One thing led to another, and pretty soon it was time to discuss a permanent commitment. I had been married before in a full meal-deal church ceremony; Lara had married before in an elopement. We agreed that something completely different and relatively low-key would be in order, not least because we wanted to remodel the kitchen instead of spending money on an expensive wedding. We thought of who we would want as guests, and more than half were singers, so we hatched the idea of getting married at the Minnesota State Convention.

We started by asking fellow singer Doug Donley (a fellow Cleveland Heights native) to do the ceremony. We broached the topic while the three of us were sitting in the outfield bleachers at a Twins game. He thought it was a great idea. We then asked the chairs if it was okay with them to end a little early on Saturday to do a quick ceremony. They approved. We invited our non-singing friends and Lara’s family to show up around 2:30 (my parents are singers so they were going to be there anyway) and planned a party for Saturday night at our house. We didn’t bother to mention it to any other singers—they were going to be there anyway! We figured word would get out. But it didn’t.

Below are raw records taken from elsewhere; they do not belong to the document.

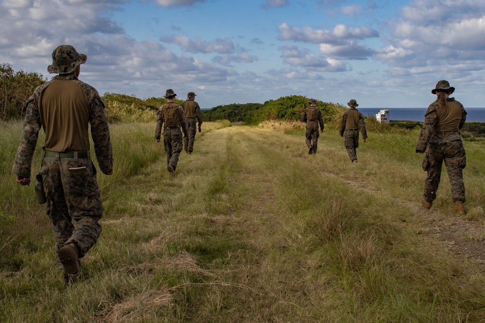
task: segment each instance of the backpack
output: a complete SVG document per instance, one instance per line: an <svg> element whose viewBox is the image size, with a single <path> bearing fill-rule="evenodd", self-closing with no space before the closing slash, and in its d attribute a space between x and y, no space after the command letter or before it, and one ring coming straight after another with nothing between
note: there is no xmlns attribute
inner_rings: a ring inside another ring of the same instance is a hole
<svg viewBox="0 0 485 323"><path fill-rule="evenodd" d="M307 121L316 121L318 119L318 111L316 108L310 107L307 109Z"/></svg>
<svg viewBox="0 0 485 323"><path fill-rule="evenodd" d="M178 126L179 127L178 118L177 115L178 105L175 104L167 103L164 108L163 113L162 116L163 118L165 126L170 128L177 127Z"/></svg>

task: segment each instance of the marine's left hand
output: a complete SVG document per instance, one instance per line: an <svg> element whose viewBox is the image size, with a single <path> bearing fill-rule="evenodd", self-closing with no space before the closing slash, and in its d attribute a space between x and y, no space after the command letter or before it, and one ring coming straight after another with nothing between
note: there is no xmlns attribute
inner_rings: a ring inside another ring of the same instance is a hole
<svg viewBox="0 0 485 323"><path fill-rule="evenodd" d="M30 185L30 177L24 177L23 176L17 175L15 181L22 186Z"/></svg>

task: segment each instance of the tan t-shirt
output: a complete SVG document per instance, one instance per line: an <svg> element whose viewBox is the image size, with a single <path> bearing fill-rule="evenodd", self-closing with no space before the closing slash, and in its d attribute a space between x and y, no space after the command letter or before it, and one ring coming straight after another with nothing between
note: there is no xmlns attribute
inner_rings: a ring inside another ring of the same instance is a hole
<svg viewBox="0 0 485 323"><path fill-rule="evenodd" d="M89 151L91 108L78 83L70 80L52 81L41 94L39 101L39 112L46 132L46 150Z"/></svg>
<svg viewBox="0 0 485 323"><path fill-rule="evenodd" d="M463 111L455 101L447 101L446 106L436 109L436 123L435 131L458 131Z"/></svg>
<svg viewBox="0 0 485 323"><path fill-rule="evenodd" d="M355 109L349 109L347 114L345 129L358 129L360 113Z"/></svg>

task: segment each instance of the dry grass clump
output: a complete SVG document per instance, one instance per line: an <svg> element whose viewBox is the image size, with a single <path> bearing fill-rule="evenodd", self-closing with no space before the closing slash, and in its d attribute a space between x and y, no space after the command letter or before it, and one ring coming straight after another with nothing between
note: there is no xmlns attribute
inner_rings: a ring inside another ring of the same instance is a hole
<svg viewBox="0 0 485 323"><path fill-rule="evenodd" d="M304 130L305 129L305 123L296 121L266 120L258 125L262 128L271 129L283 133L289 130Z"/></svg>
<svg viewBox="0 0 485 323"><path fill-rule="evenodd" d="M166 229L158 237L152 239L147 243L146 248L147 250L154 251L160 250L165 247L167 244L183 238L185 234L180 232L171 232Z"/></svg>
<svg viewBox="0 0 485 323"><path fill-rule="evenodd" d="M150 291L109 306L102 311L101 322L106 323L143 322L144 314L156 312L160 308L173 305L167 289Z"/></svg>

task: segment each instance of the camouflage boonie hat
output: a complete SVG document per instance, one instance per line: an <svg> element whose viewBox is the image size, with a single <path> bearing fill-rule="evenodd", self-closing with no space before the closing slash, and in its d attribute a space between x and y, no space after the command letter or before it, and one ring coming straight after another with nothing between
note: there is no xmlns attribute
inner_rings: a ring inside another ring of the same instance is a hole
<svg viewBox="0 0 485 323"><path fill-rule="evenodd" d="M351 100L350 102L347 104L347 105L351 107L355 107L359 106L359 105L357 104L357 101L354 100L354 99Z"/></svg>
<svg viewBox="0 0 485 323"><path fill-rule="evenodd" d="M442 79L436 83L436 87L431 90L431 93L436 94L436 90L451 90L452 92L450 92L450 94L454 92L454 88L453 86L450 86L450 83L444 79Z"/></svg>
<svg viewBox="0 0 485 323"><path fill-rule="evenodd" d="M173 96L173 95L177 95L177 94L175 94L174 92L174 90L172 90L172 89L169 89L165 92L165 97L166 98L168 97L169 96Z"/></svg>
<svg viewBox="0 0 485 323"><path fill-rule="evenodd" d="M70 45L61 45L52 52L52 64L47 67L49 73L70 74L76 68L86 62L87 56L80 54Z"/></svg>

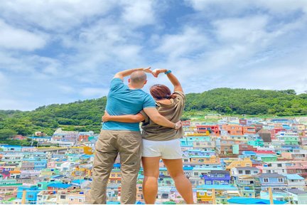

The minutes reflect what happened next:

The Co-Chairs, Cathy Lutz and Steven Schmidgall, announced the regular singings in the area and then turned the class over to Rev. Doug Donley of University Baptist Church in Minneapolis.

To the puzzlement and delight of all, Rev. Doug Donley re-arranged the front benches to seat the party for the surprise wedding of Matt Wells and Lara Andersen. After the applause and the laughter subsided, he conducted a brief and beautiful ceremony, exchanging vows and rings. The class celebrated the couple’s union by singing with them “Present Joys,” 318, led by Jeff Sheppard. Rev. Donley led a closing prayer, and the chairs dismissed the class for the day.

Lara and Matt lead during their surprise wedding at the 2002 Minnesota State Sacred Harp Convention.
Photograph by Chris Magnuson.

As we scrambled everyone into position, I think Tim Eriksen figured out what was happening first (I stripped off a sweatshirt and put on a suitcoat while standing next to him). Jeanette Nelson asked Lara “do you know what’s going on?” and Lara answered “yes.” We left the party at our house that night for half an hour and went over to the party that the singers had at the Willards’, where we accepted a lot of congratulations.

It’s all a blur now, almost a dozen years later. We have two boys, Charlie and Andy, who sing in the church choir, with the Minnesota Boychoir, and whenever someone breaks into “Natick” (p. 497). And we want to remodel the kitchen again.